Here are the top stories from around Europe this week.
This week saw former Italian Prime Minister Silvio Berlusconi double down on his long-time friendship with Russian president Vladimir Putin and boasted that he sent him 20 bottles of vodka for his recent 86th birthday.
Berlusconi returned the proof of love by sending the Russian premier, who had just turned 70, a case of red wine. Both men also shared “sweet letters”, Berlusconi said, according to a leaked report.
His statements caused a strong rebuke by Berlusconi's right-wing coalition partners and consternation among his fellow Christian Democrats in the European Parliament.
“I would rather advise Mr. Berlusconi to send the vodka back," Andrzej Halicki, Polish MEP told Euronews.
"First of all, this is not the time for any contact with Putin. Mr. Putin is not a friend, but he's a war criminal. His place is in The Hague. He should be punished by the International Criminal Court," he added.
"This is the legal way for Putin, not celebrating birthdays."
Iran supplying drones to Russia
More vicious Russian attacks against Ukrainian cities were partly carried out by low-flying Iranian-made drones – something that Russia and Iran vigorously deny.
But the EU and the US both said they had evidence that Tehran supplied the low-cost drones that explode on impact and are blamed for the death of many civilians as well as the destruction of energy infrastructure, according to NATO Secretary-General Jens Stoltenberg.
"Every indication points to Iran supplying Russia with these drones.
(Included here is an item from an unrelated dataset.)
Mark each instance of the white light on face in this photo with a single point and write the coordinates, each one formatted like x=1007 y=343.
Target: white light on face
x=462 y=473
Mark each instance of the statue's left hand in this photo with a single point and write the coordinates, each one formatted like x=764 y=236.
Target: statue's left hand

And we call on all nations, including Iran, to not support Russia's illegal war against Ukraine," he said.
"The horrific attacks that were seen by these drones just highlights the urgency of stepping up support for Ukraine."
The drones were just one issue the EU has with Iran, the other is the brutal crackdown on civil protests that have been shaking the country for more than a month now, as Brussels slapped fresh sanctions on Iran related to the issue.
Summit overshadowed by Truss resignation
Liz Truss resigned as UK prime minister on Thursday. Speaking outside of 10 Downing Street, she announced there will be another leadership election within the ruling Conservative Party, which will decide who succeeds her.
This makes Truss the shortest-serving PM in UK history, paving the way for the country's fourth leader in little over three years. Her replacement will be appointed in the coming week.
Announcing her resignation, Truss said she arrived in office during a "time of great economic and international instability."
The EU leaders' summit in Brussels became more of a sideshow, as Britain deposed a third leader this year.
EU Council focuses on energy
In the end, EU countries agreed to continue work on several emergency measures to curb high energy prices but kicked further discussions down the road to energy ministers next week.
"There is the strong determination, shared unanimously, as the written conclusions attest, to act together, as Europeans, to achieve three goals: bring prices down, guarantee the safety of supply and continue to work to reduce demand," said European Council President Charles Michel.
Countries agreed to move forward on making joint gas purchases and creating a new gas price benchmark by early 2023 that better reflects the market.
They also endorsed progress on a temporary price ceiling on natural gas transactions and called on the European Commission to "urgently submit concrete decisions" on the measures.
"We do now have a very good and solid roadmap to keep on working on the topic of energy prices," European Commission President Ursula von der Leyen said.